In this sea of evolving requirements, even one well-designed dashboard can feel like a superpower. Regtech and fintech are no longer just about ticking compliance boxes; they’re driving speed, intelligence, and scale.
Due Diligence and Distribution Oversight
Every new distribution partner brings another round of documents, KYC checks, and due diligence. Maintaining consistent standards across multiple channels isn’t just tedious, it’s mission-critical. From AML questionnaires to local compliance packs, the administrative burden can grow fast.
The key? Streamlined processes that don’t compromise on depth. Service providers who know what global distributors expect, and can pre-empt bottlenecks, are worth their weight in gold. Distribution oversight isn’t just about signing agreements; it’s about tracking, maintaining, and aligning them with meaningful KPIs. And let’s be honest, the less time spent on red tape, the more time we can spend choosing the right heels for the next client meeting.
The Bigger Picture
At its core, fund distribution isn’t just about regulation, it’s about trust, adaptability, and building bridges across geographies and cultures. In a world where access is both global and granular, distribution professionals must manage a wide spectrum of expectations with precision and purpose.
It’s not just about the jurisdiction. It’s about the people, the process, and the platform you choose to work with.

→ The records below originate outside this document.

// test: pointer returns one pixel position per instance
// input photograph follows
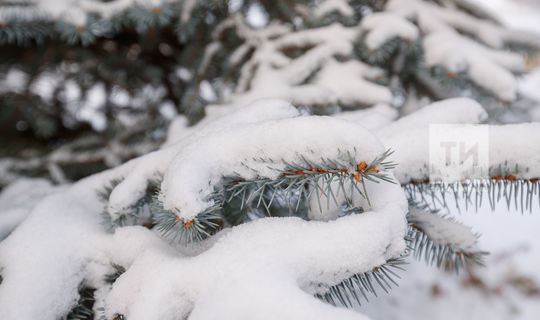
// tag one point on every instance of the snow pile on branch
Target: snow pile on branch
(291, 258)
(409, 136)
(444, 44)
(310, 78)
(445, 232)
(262, 150)
(19, 198)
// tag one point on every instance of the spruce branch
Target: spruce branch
(132, 215)
(240, 200)
(118, 270)
(506, 188)
(361, 285)
(84, 308)
(441, 240)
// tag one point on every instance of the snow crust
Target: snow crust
(442, 28)
(136, 174)
(260, 150)
(383, 26)
(447, 232)
(409, 136)
(19, 198)
(291, 258)
(329, 6)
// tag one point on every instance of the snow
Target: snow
(289, 256)
(444, 43)
(383, 26)
(260, 150)
(140, 171)
(329, 6)
(489, 68)
(500, 291)
(409, 136)
(442, 231)
(19, 198)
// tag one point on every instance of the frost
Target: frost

Cross-border distribution may never be “easy,” but it doesn’t have to be overwhelming. With the right partners, robust structures, and a clear strategic focus, it becomes what it should be: an engine for scale. The goal? Move with precision, communicate with purpose, and grow with integrity. And if you’re navigating all this in 2025, just know: you are not alone. We’re all in one client, one filing, one success at a time. The best is yet to come.